Baby Feeding Calculator
How much formula or expressed milk your baby needs — per feed and per day — by weight and age. Switch between ounces and millilitres.
3.1 oz
per feeding
8
feeds / day
25.0 oz
per day
At 10 lb, a formula-fed baby this age needs about 25.0 oz a day across ~8 feeds. 8–12 feeds a day is normal — feed on demand.
Formula amount by weight
| Baby's weight | Total per day | ~Per feed (newborn) |
|---|---|---|
| 6 lb | 15.0 oz | 1.9 oz |
| 8 lb | 20.0 oz | 2.5 oz |
| 10 lb | 25.0 oz | 3.1 oz |
| 12 lb | 30.0 oz | 3.8 oz |
| 14 lb | 32.0 oz | 4.0 oz |
| 16 lb | 32.0 oz | 4.0 oz |
A general guide, not medical advice. Based on the widely-used pediatric rule of ~2.5 oz per pound per day (max ~32 oz), per AAP / HealthyChildren.org. Every baby is different — feed on demand and follow your pediatrician's guidance, especially for preterm or low-weight babies.
Frequently asked
How much formula does my baby need by weight?

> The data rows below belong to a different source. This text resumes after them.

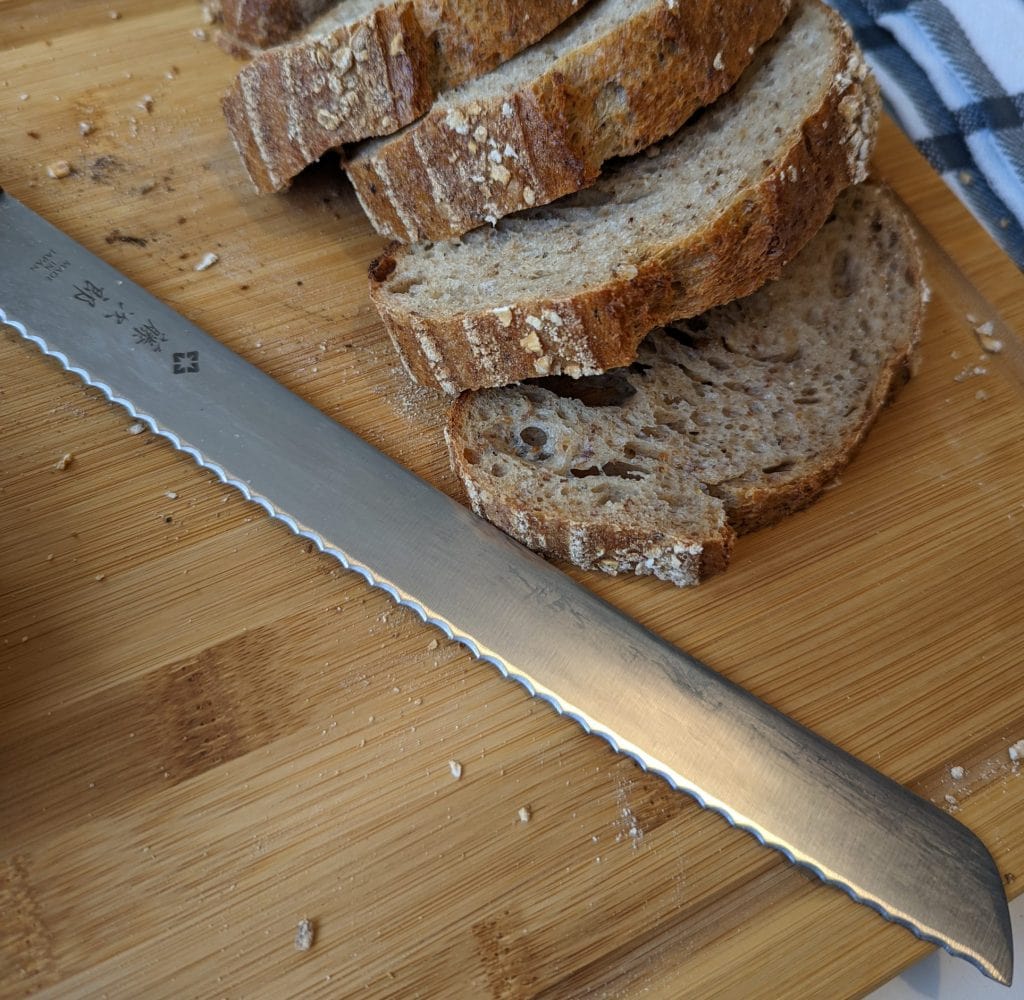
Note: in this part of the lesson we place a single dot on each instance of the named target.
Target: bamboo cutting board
(209, 731)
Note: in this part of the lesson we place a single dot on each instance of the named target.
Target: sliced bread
(620, 76)
(366, 68)
(574, 287)
(724, 424)
(251, 25)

A common pediatric guide is about 2.5 ounces of formula per pound of body weight per day, up to a maximum of around 32 oz/day. A 10 lb baby would take roughly 25 oz across the day. Always feed on demand and follow your pediatrician.
How many ounces per feeding for a newborn?

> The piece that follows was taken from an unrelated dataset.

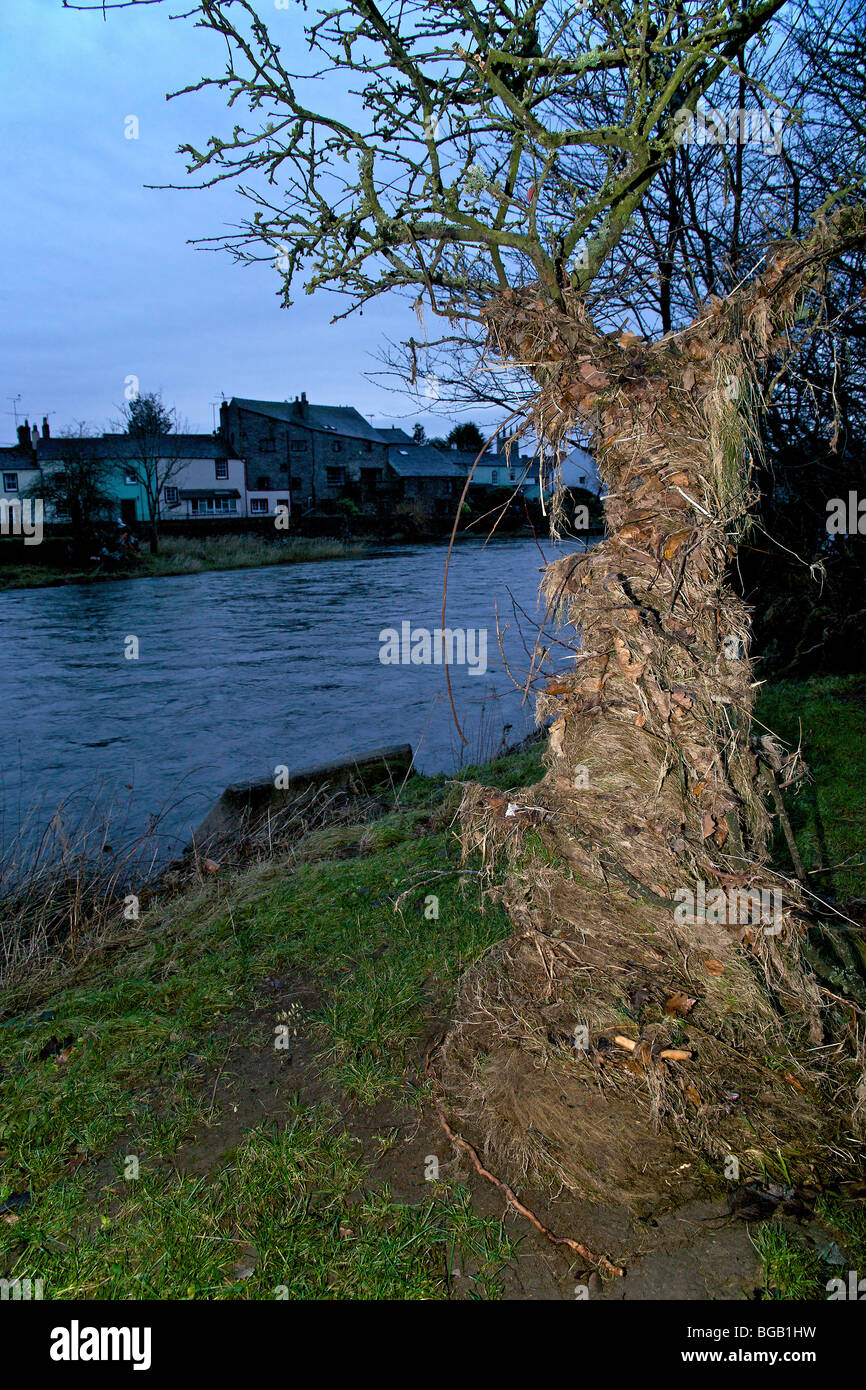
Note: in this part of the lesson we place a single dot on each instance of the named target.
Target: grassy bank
(188, 555)
(227, 1098)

Newborns usually take 1.5–3 oz every 2–3 hours (8–12 feeds a day), increasing as they grow. Divide the daily total by the number of feeds to estimate per-feeding amount.
Does breast milk use the same amount?
Roughly yes — exclusively breastfed babies take a similar total of about 24–32 oz a day once feeding is established, though the breast self-regulates. This calculator estimates expressed-milk or formula volume.
When does formula intake stop increasing?
Total intake plateaus near 32 oz a day around 6 months, when solid foods begin to replace some milk calories. After that, milk volume gradually decreases.